Biografia
Il 29 aprile 2020, nel pieno della pandemia, agenti dell'FSB insieme a rappresentanti dei cosacchi locali hanno fatto irruzione nelle case dei civili in due villaggi del Territorio di Krasnodar, effettuando perquisizioni e interrogatori. Lyudmila Shchekoldina, del villaggio di Pavlovskaya, fu sospettata dalle forze di sicurezza di essere una "sostenitrice di un'organizzazione vietata." Fu aperto un procedimento penale contro di lei e fu tolta la dichiarazione di non lasciare la fede.
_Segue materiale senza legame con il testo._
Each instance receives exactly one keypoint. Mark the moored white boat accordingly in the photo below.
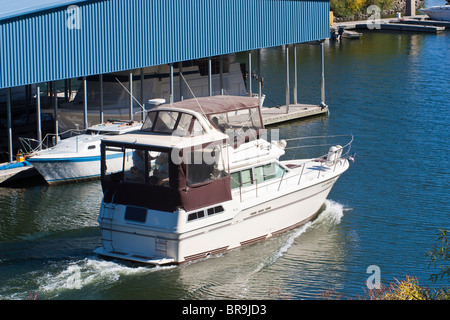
(439, 13)
(202, 180)
(78, 158)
Lyudmila è nata nel giugno 1976 nel villaggio di Aleksandrovka (Territorio di Krasnodar). Mio padre è già morto, mia madre è pensionata. Ha una sorella maggiore e un fratello. Da bambina imparò a suonare il pianoforte e amava tessere il macramé.
Dopo la laurea all'Università Statale di Oryol, Lyudmila conseguì la laurea in insegnante della scuola primaria con il diritto di insegnare lingua e letteratura russa nelle scuole medie. Come specialista al servizio della protezione sociale della popolazione, nel suo villaggio natale lavorò con pensionati, persone disabili, orfani. Nel 2007 si è trasferita nel villaggio di Pavlovskaya. Lì ha lavorato come intonacare, governante e ora è addetta alle pulizie in una scuola sportiva. I dipendenti rispettano Lyudmila e il datore di lavoro apprezza il suo atteggiamento coscienzioso verso il lavoro, confermato dalle lettere di ringraziamento indirizzate a lei.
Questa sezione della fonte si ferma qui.